DATA Step, Macro, Functions and more

Hash Table

Reply
Occasional Contributor
Posts: 16

Hash Table

Hi guys,

 

I have 2 Tables with a One-To-Many Relationship.

The first Table, lets say Table a, is a big Table which contains the columns Date, customerID and Revenue.

The second Table b contains Date, customerID, wealth and adress. but only of a few (premium) rich customers.

It´s possible, that we have more than one Observations with the same Date and Customer ID in Table 1 (If he buys more than one products in one month),

in Table b, only one Observation for each Date/CustomerID-Combination is possible.

 

So, the Tables could look like this:

 

data a;
input date $ customerId $ Revenue $ ;
datalines;
01JAN01 1 10

01JAN01 1 20

01JAN01 2 30
01FEB01 1 400

01FEB01 2 50

01FEB01 3 60

01FEB01 4 30

01MAR01 1 60

01MAR01 2 30

01APR01 1 60

01APR01 2 60

01MAY01 1 800

01MAY01 2 608

01MAY01 2 67

01MAY01 4 65

01MAY01 5 644
;
run;

 

And Table b could look like this:

 

data b;
input date $ customerId $ wealth $ Adress $;
datalines;
01JAN01 1 1000 Stockholm

01JAN01 2 2000 Paris
01FEB01 1 4000 Munich

01MAR01 1 6000 New York

01MAR01 2 3000 Cologne

01MAR01 3 3000 London
;
run;

 

Now, I want to make an Inner Join to join both Tables when a.Date = b.Date and a.CustomerID = b.CustomerID.

The final table should have the following columns: date, customerID, Revenue and wealth.

In case that the criteria is met for more combinations of table a, the desired table should contain all rows.

So in this Scenario, the final table should look like this:

 

DateCustomerIDRevenueWealth
Jan 01110100000
Jan 01120100000
Jan 01230300000
Feb 01130120000
Mrz 011510130000
Mrz 01210200000
Mrz 01310500000

 

This would not be a Problem with SQL, but my Professor wants that I use a Hash-Table, because for large datasets, this would be more efficient.

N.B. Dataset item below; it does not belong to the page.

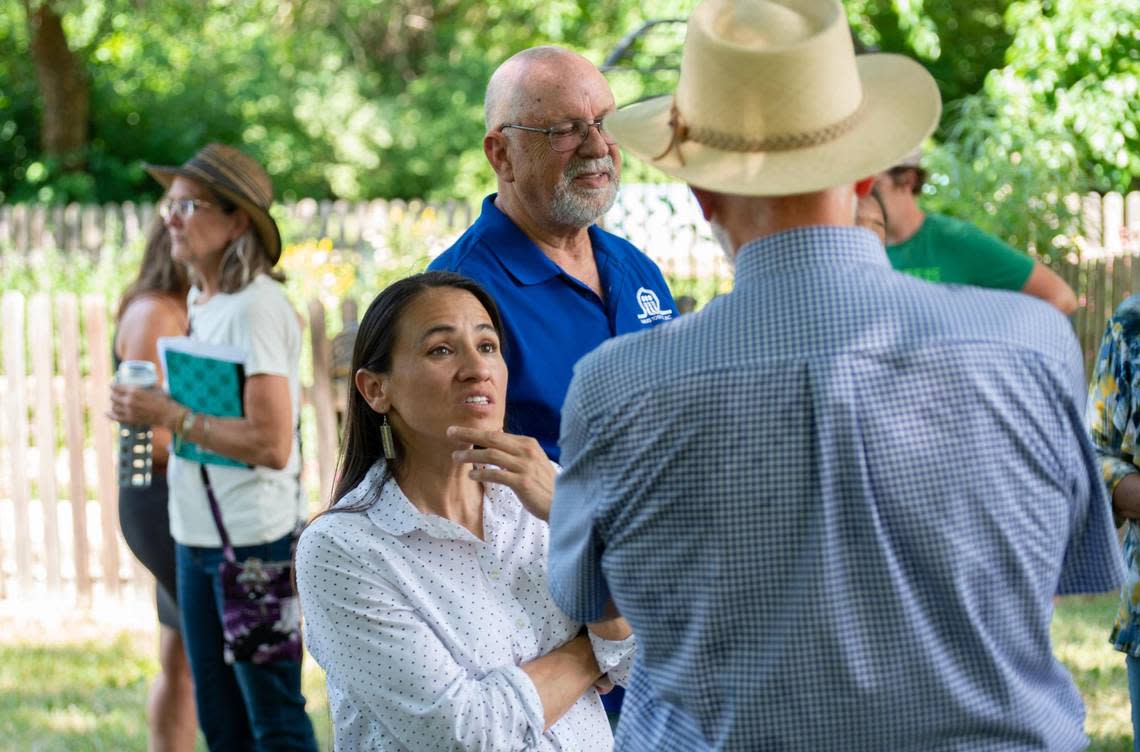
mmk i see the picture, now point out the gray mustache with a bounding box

Could someone kindly provide me a Hash Solution for this?

 

Note: This is just a simplified example that I´ve made. Pls don´t care about the sense of the data, let´s say rich customers can Switch their adress and wealth every month or can be banned from the premium list in every month Smiley Happy

 

With the kindest regards,

Alex

 

 

Super User
Super User
Posts: 9,227

Re: Hash Table

Posted in reply to mrzlatan91

We are not really here to answer your course questions.  Investigate and learn it and come back with any specific questions:

https://www.sas.com/content/dam/SAS/en_ca/User%20Group%20Presentations/Regina-User-Group/ShaunKaufma...

 

Occasional Contributor
Posts: 16

Re: Hash Table

Well,this is not really a course, It´s a part of my Master Thesis.

I´ve tried to solve my Problem but unfortunately I´m not very familiar with Hash Tables,

I´m only able to solve the Problem with SQL.

 

So, If anyone else could help me I´d really appreciate it.

Super Contributor
Posts: 500

Re: Hash Table

Posted in reply to mrzlatan91

Have you read the documentation? Using hash tables is well explained in numerous papers, e.g. Introduction to SAS® Hash Objects - SAS Support

Super User
Posts: 6,543

Re: Hash Table

Posted in reply to mrzlatan91

Just to add a little bit of a framework, here are the things you will need to learn.

 

How to load table B into a hash table, where the combination of CustomerID and Date are the keys, and wealth and address are the data elements.

 

In the same DATA step, read in observations from table A.  For each, see if the hash table contains a match.  If so, retrieve the matching data from the hash table and output the observation.  (If no match, do nothing.)

Occasional Contributor
Posts: 16

Re: Hash Table

Posted in reply to Astounding

Thanks for your help. Ive tried this, but I´m not really sure if this is the right solution for my Problem.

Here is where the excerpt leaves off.